Drohungen und Hass: Schweizer Politiker unter Beschuss
Eine neue Umfrage der Universität Zürich zeigt ein besorgniserregendes Bild der Schweizer Politik: Fast alle Politiker erleben Drohungen und Hass.

Fast die gesamte Bundesversammlung ist mittlerweile von verschiedensten Formen aggressiver Übergriffe betroffen. Diese reichen von verbalen Attacken bis hin zu körperlichen Bedrohungen.
Die systematische Erfassung durch Forscher der Universität Zürich zeigt ein besorgniserregendes Bild der zunehmenden Verrohung im politischen Diskurs der Schweiz.
An der umfassenden wissenschaftlichen Erhebung nahmen insgesamt etwa 3'500 Politiker verschiedener Staatsebenen teil. Dokumentierte Fälle von Belästigung, Bedrohung und Gewalt gegen Politiker erreichen ein historisches Höchstmass, das dringend Gegenmassnahmen erfordert.
Drohungen und Hass gegen Schweizer Politiker nimmt zu
Die Bundesebene verzeichnet mit erschreckenden 98 Prozent betroffener Parlamentarier die höchste Angriffsdichte. Sie zeigt damit, dass nationale Politik besonders gefährlich geworden ist.
Kantonale Volksvertreter erleben zu drei Vierteln ähnliche traumatische Erfahrungen mit systematischen Feindseligkeiten, die ihre Arbeit und ihr Privatleben erheblich beeinträchtigen. Kommunalpolitiker sind mit 45 Prozent Betroffenheit weniger stark exponiert als ihre Kollegen auf höheren Ebenen.
Die mediale Sichtbarkeit und öffentliche Präsenz des jeweiligen politischen Amtes korreliert und messbar mit dem statistischen Risiko von Attacken. Das berichtet unter anderem das «SRF».
Ideologische Zielscheiben: Extreme besonders gefährdet
Politiker der politischen Randparteien tragen statistisch das höchste und messbar gefährlichste Risiko für Drohungen und Hass. SVP-Vertreter und Mitglieder der Grünen stehen mit 70 respektive 68 Prozent Betroffenheit an der absoluten Spitze, so «Bluewin».
Zentrumsparteien wie FDP und Die Mitte verzeichnen mit 45 Prozent niedrigere, aber immer noch bedenklich hohe Angriffszahlen gegen ihre Mandatsträger. Parteilose Mandatsträger bleiben mit nur 24 Prozent Betroffenheit vergleichsweise weitgehend verschont von den systematischen Attacken.
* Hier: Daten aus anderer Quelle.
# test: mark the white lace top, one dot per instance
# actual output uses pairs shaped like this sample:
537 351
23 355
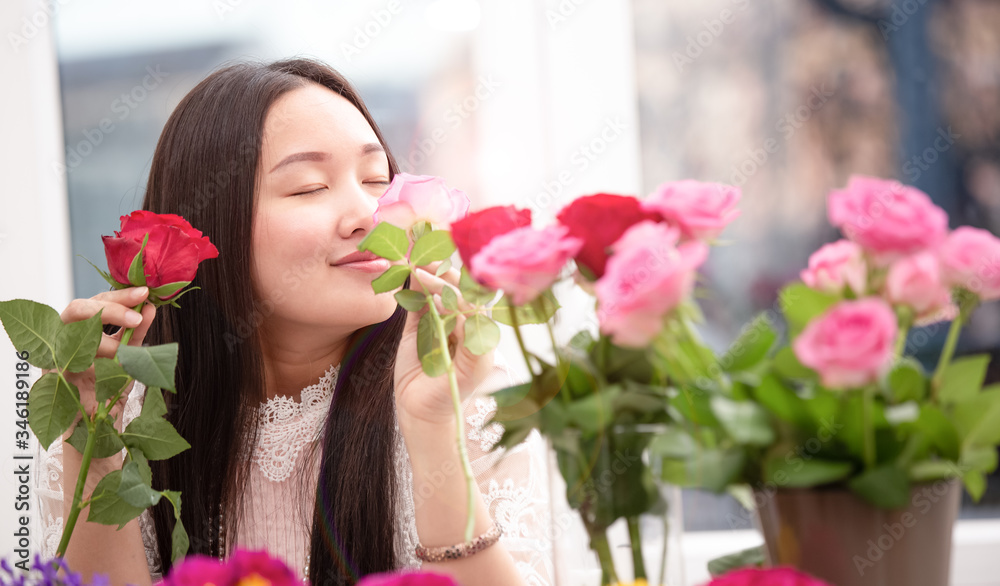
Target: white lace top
278 505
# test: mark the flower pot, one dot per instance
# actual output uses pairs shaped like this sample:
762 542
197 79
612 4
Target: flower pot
632 519
838 537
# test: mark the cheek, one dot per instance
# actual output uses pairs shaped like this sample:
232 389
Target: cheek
288 250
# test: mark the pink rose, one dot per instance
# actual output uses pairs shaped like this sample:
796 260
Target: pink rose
408 578
781 576
412 198
835 266
887 218
970 259
701 210
915 281
525 261
647 276
851 344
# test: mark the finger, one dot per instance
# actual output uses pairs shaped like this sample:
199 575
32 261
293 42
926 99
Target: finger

Daraus folge: Je extremer und kontroverser die vertretene politische Position, desto wahrscheinlicher und intensiver werden gezielte Anfeindungen.
Diskriminierung trifft Frauen und Minderheiten härter
Weibliche Politikerinnen erleben spezifische und besonders verletzende Formen der geschlechtsbezogenen Herabwürdigung und systematischen Hassrede.
Ihre männlichen Kollegen sind hingegen statistisch häufiger von direkten physischen Gewaltdrohungen und Vandalismus betroffen, was unterschiedliche Angriffsmuster verdeutlicht.
Angehörige ethnischer, religiöser oder sexueller Minderheiten werden gezielt und systematisch mit identitätsbezogenen Angriffen konfrontiert. Diese treffen ihre politische Arbeit und persönliche Würde gleichermassen.
Digitale und analoge Angriffswege im Wandel
Bundespolitiker werden vorwiegend über moderne Online-Plattformen und sozialen Medien, aber überraschend oft auch per traditioneller Briefpost systematisch attackiert und bedroht.
Die scheinbare Anonymität des Internets begünstigt dabei besonders aggressive, enthemmte und oft strafrechtlich relevante Äusserungen gegen die Mandatsträger.

Regional- und Lokalpolitiker erleben Anfeindungen laut dem «SRF» häufiger in Begegnungen auf der Strasse, bei Veranstaltungen oder vor ihrem Zuhause.
In Gemeindeparlamenten stammen die verbalen und teilweise physischen Attacken sogar mehrheitlich von politischen Konkurrenten aus anderen Parteien.
Rückzug aus der Öffentlichkeit als fatale Folge
Die langfristigen psychischen Auswirkungen von Diffamierungen und Rufschädigungen übertreffen alle anderen dokumentierten Angriffsformen in ihrer nachhaltigen Belastungsintensität und Traumatisierung.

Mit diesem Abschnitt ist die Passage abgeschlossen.